I’ve been slow on this posting theme, mostly because I actually delayed my Montreal au revoir by a month. But I figured it was time, and I spent the weekend enjoying the official beginning of summer on Boulevard St. Laurent’s annual festival, Main Fest. A hybrid sidewalk sale/extended patio/cheap beer/outdoor music (including my friends, On Bodies) event that extends for ten blocks down St. Laurent. The event coincided with both the Fringe Festival and the beginning of the Saint Jean Baptiste holiday (aka “Quebec Day,” giving Quebecers two straight long weekends with Canada Day coming up, though the Canada Day celebration is basically non-existent, while St. Jean Baptiste day is a fleur-de-lis extravaganza), giving a lot of options all around the city.
The streets are packed, and the widest variety of people you can imagine are out all hours of the day and night. I only brought my camera once and it died within an hour, so these pictures are nothing special, but do set the mood:
That last one is outside Cinema L’Amour, North America’s oldest running XXX theatre, which even got festive by selling boxes of porn outside on the street. This man was checking it out, and its an homage to a day earlier, when me and some friends went to see what was in the boxes, and an old man literally knocked my friend out of the way to get to the box, picking up F’ing Teens 2 (It actually said “F’ing”).
I also managed this clip:
I watched this guy for an hour and I still don’t know why.
It all kicks off a pretty amazing season here. There are at least one, if not three festivals continuously running from now until September, JazzFest, Just For Laughs, World Film Festival, etc, etc, and fireworks every Wednesday and Sunday where countries compete for whos got the best (I sound like a Montreal tourism ad, I realize). The streets are often closed to pedestrians only, and the entire gay village, essentially a whole mile of St.
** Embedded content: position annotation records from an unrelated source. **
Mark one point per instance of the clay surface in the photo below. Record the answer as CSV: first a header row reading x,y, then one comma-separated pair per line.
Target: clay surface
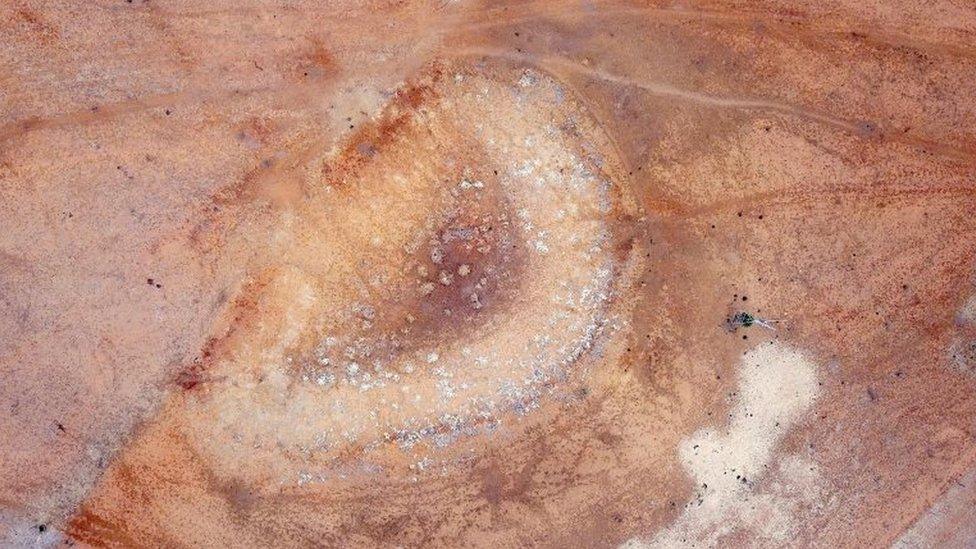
x,y
487,274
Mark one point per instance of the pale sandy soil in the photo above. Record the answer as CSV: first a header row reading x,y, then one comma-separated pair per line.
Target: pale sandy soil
x,y
454,273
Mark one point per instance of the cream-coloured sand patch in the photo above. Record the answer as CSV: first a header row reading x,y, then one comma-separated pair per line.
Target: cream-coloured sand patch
x,y
777,385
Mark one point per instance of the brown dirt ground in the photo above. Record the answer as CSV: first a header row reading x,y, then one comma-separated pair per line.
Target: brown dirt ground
x,y
524,226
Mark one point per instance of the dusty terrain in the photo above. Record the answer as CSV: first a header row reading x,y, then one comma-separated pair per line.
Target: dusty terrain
x,y
450,273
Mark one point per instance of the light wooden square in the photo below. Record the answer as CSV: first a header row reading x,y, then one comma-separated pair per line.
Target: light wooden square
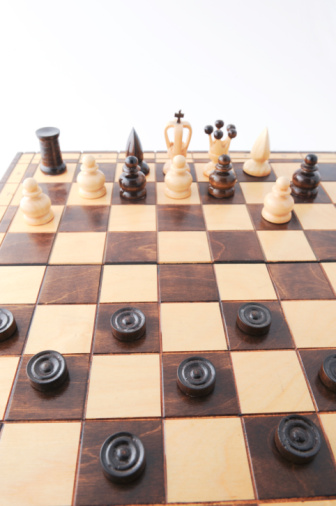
x,y
70,326
38,463
244,282
123,386
8,366
270,382
78,248
192,327
132,219
316,216
228,217
183,247
285,246
20,284
129,283
220,443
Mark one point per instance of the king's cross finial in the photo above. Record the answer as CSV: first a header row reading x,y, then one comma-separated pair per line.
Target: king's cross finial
x,y
179,115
Catherine street, is permanently shut down, everyday, until September. This was the first time they’ve ever done this. I have to walk through it to get to one of Montreal’s only giant grocery stores and its essentially like walking through gay pride. Wonderfully enough, last week on the day it started, this was the scene on my balcony: a rainbow basically starting and ending where the pedestrian-only zone does the same. If that ain’t a sign from God: Make those cars leave the gays alone to drink beer on patios in the widest variety of tank tops on Earth.